I was talking to PP last night, and this one hits close to home for a number of reasons. My ex-wife and her husband lost their house, burnt to the ground, and no insurance because it was paid for and in a ‘fire zone’… 27 of PP’s ambulance company employees out of 100 total have also lost houses. Some of them literally have the uniforms on their backs and that is it. But they are still providing ambulance services, and assisting in the searches for survivors. And most of the police/fire forces in the area are also homeless, losing their homes while they saved others.

PP got up there yesterday, and sent pictures, and we talked about the ‘oddities’ that happen in fires like this. A plastic deer in a yard with the house burned. All but one house in an entire subdivision gone.  One store standing alone. The ambulance company lost two stations in Paradise, one at the fire house, and a secondary in a strip mall, both burned to the ground, and one ambulance that got trapped, but the medics and patient were saved.

That fire is getting less coverage than the one down in Malibu, because it’s just regular people, nobody famous or rich… But they did bring in heavy airborne units yesterday, and as of last night it was 25% contained, which means they’ll be fighting that one for another month.

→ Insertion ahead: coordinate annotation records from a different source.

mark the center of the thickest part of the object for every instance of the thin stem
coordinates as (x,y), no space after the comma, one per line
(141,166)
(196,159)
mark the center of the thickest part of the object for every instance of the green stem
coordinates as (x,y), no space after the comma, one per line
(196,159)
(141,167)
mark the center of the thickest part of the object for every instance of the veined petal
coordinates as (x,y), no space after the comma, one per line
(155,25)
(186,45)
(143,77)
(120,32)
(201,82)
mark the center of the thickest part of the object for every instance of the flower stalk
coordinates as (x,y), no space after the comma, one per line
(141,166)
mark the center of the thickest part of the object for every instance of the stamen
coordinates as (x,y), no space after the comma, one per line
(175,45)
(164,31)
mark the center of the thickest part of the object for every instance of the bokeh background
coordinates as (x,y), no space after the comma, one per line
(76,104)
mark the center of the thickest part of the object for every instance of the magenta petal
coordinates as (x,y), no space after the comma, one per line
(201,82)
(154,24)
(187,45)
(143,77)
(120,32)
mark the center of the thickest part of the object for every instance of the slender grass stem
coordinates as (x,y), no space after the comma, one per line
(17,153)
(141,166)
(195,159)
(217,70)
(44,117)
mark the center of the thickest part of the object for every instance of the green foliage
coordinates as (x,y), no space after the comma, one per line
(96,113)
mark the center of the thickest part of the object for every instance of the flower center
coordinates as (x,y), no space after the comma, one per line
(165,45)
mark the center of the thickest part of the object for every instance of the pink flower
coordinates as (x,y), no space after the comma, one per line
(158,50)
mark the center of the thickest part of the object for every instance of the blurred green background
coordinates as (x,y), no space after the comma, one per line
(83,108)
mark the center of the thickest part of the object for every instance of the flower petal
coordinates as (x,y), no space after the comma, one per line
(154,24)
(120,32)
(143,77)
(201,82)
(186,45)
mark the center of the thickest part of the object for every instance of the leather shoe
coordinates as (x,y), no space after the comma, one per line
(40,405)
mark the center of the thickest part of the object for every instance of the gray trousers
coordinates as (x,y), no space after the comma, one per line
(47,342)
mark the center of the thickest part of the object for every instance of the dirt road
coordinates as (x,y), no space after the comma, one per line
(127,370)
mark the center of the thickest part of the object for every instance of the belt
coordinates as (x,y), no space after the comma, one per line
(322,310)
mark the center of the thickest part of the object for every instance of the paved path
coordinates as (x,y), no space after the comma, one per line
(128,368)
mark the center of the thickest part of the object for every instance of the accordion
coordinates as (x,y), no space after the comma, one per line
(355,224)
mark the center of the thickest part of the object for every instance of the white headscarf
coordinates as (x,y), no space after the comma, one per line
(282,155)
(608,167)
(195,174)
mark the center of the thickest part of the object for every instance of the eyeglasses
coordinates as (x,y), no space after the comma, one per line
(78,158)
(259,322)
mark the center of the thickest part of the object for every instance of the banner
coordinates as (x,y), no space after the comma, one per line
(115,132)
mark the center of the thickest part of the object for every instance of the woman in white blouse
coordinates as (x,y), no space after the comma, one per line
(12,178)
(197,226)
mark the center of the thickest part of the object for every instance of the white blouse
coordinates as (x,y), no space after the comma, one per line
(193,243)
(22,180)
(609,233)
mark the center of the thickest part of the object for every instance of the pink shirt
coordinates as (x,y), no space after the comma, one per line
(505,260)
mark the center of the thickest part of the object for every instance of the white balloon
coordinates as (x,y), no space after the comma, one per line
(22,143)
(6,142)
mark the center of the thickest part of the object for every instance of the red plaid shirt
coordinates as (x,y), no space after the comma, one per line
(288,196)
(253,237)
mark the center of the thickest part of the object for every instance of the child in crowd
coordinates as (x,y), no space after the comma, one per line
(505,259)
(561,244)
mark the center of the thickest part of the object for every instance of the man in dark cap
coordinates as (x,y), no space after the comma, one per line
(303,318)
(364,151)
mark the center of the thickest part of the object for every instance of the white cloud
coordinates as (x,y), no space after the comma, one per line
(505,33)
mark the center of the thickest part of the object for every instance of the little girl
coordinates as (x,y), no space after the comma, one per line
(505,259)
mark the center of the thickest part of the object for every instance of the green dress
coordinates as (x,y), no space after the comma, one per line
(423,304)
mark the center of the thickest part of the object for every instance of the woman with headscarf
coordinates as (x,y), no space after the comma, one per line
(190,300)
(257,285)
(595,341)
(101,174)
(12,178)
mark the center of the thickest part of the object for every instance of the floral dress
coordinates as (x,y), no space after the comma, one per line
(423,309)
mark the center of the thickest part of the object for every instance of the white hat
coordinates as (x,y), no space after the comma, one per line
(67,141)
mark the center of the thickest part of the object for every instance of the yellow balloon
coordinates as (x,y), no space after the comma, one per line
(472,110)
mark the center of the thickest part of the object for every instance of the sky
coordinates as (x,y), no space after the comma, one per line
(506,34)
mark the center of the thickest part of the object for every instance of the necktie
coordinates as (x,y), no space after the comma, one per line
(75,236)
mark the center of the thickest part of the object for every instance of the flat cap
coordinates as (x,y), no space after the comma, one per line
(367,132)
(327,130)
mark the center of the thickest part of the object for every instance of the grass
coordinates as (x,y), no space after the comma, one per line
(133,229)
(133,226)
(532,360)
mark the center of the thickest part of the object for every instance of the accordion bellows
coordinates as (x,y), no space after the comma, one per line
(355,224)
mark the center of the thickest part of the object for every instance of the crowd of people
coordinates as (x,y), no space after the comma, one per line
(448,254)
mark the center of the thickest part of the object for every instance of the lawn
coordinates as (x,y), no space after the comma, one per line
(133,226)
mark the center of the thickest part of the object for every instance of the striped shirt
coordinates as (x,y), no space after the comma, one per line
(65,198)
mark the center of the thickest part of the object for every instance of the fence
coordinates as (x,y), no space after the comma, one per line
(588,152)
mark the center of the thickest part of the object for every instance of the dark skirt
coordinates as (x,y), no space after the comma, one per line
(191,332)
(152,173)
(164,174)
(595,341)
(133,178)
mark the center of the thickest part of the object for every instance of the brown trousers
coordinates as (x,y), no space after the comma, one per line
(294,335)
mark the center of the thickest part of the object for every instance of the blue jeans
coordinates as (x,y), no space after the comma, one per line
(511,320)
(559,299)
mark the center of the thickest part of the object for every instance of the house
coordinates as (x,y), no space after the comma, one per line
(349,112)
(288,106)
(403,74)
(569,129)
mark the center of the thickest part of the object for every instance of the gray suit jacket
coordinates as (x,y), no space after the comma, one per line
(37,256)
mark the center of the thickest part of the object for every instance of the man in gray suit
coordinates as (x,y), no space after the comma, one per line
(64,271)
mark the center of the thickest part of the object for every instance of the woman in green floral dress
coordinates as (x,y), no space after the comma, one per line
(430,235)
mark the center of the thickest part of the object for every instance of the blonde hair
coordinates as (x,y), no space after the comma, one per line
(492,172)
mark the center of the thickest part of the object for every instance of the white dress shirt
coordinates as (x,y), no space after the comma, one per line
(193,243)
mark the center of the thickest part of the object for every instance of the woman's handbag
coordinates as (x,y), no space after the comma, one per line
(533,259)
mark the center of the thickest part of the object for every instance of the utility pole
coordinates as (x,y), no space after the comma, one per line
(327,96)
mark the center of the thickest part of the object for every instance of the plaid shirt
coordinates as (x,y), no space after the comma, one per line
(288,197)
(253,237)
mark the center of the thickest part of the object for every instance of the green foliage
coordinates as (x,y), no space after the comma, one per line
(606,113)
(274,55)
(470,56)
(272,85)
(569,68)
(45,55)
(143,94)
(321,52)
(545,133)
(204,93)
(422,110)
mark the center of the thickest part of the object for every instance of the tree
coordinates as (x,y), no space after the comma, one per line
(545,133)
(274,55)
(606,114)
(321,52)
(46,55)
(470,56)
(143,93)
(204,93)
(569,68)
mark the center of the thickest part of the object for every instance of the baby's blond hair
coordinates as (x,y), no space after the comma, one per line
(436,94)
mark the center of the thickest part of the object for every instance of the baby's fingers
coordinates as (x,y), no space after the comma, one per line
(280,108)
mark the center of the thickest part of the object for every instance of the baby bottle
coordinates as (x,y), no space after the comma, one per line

California has had ‘problems’ with forestry management for decades, a lot of it due to regulations and econazis. Now they are paying for it in lives, homes, and businesses lost. Two articles, HERE and HERE.

Edit- They have put up a GoFundMe, HERE, to help employees get necessities.

Comments

Paradise Lost… — 24 Comments

  1. Very soon, it will be Trumps fault for the fire and all the horrors that accompany it.
    Oh, Oh, someone already has blamed Trump for the fire.

  2. Wildfires are no joke, and fighting them isn’t any fun (as you noted). We always dreaded hearing those calls.

  3. Used to go out to So. Cal. regularly for conferences. Wasn’t impressed and never had a desire to live there. One of the reasons was the dryness. Add scrub and conifers, a spark, and wind and BOOM! These fires don’t surprise me. I’m just surprised anyone else is surprised by them.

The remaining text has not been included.